You’ve used forms on the web – either entering a user name and password, filling out a contact form, taking a survey, or purchasing something. Each of those fields in a form has a name and a specific function.
It helps to know the purpose of each field type when creating your own form. If you’re working on something for your site and you need to choose which form field to use, here’s what you should know. My examples discuss form fields used to add an item to a shopping cart, but can be used on any type of form.
When setting up your product options, you will be able to choose from a few different option types. Choose these carefully, as they will affect how your customer is allowed to purchase the item.
Customers can check or uncheck to add or remove an option, and they can check more than one option at a time. Check boxes would work well if the option is something additional you can add to your order, like adding an envelope when you buy a greeting card. If you use more than one check box on an item, your customer can check as many as they want. If you only want them to be able to choose one (i.e. pick one color for a hat), a check box isn’t the right solution.
With a drop down, your customer can only select one option at a time. This is good for colors and sizes, where you don’t want customers picking more than one color or one size.

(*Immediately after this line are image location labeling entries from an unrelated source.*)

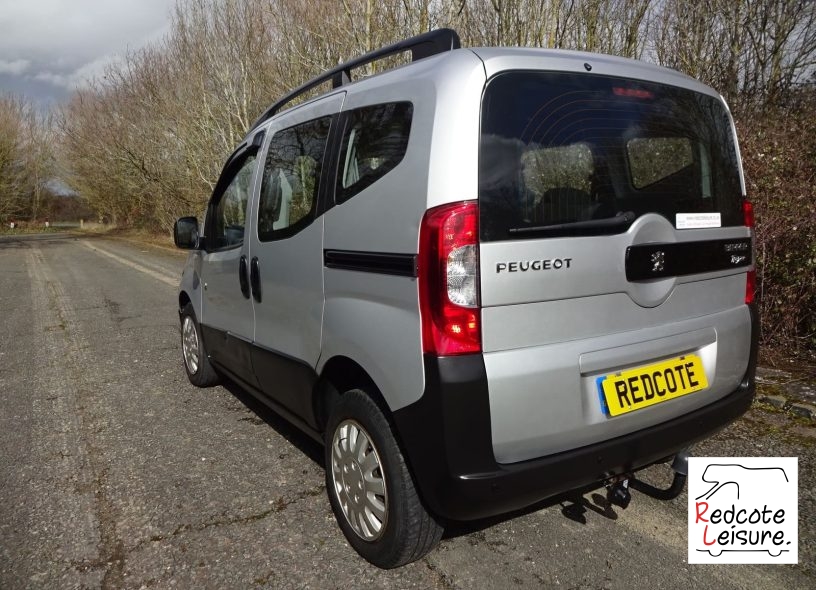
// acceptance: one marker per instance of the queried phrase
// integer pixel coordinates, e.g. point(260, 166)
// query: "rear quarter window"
point(374, 143)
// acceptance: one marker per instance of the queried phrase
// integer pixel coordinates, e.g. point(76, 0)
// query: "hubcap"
point(359, 482)
point(189, 344)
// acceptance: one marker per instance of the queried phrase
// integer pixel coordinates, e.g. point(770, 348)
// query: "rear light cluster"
point(448, 273)
point(750, 283)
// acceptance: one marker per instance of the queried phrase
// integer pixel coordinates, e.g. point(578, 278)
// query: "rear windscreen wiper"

This functions in the same way as a drop down (you can only pick one), but all the options are visible on the page (whereas in the drop down, your customer has to peek in it to see what you offer). Once you’ve selected a radio button, you can choose another option, but you can’t un-select completely. So radio buttons aren’t good if it’s something optional, and instead should only be used when your customer must make a choice between options..
This can be used if your customer may enter her own text, such as a name for product customization, or to give you any additional instructions.
This is the same as the text field, but allows a roomier area to write more content.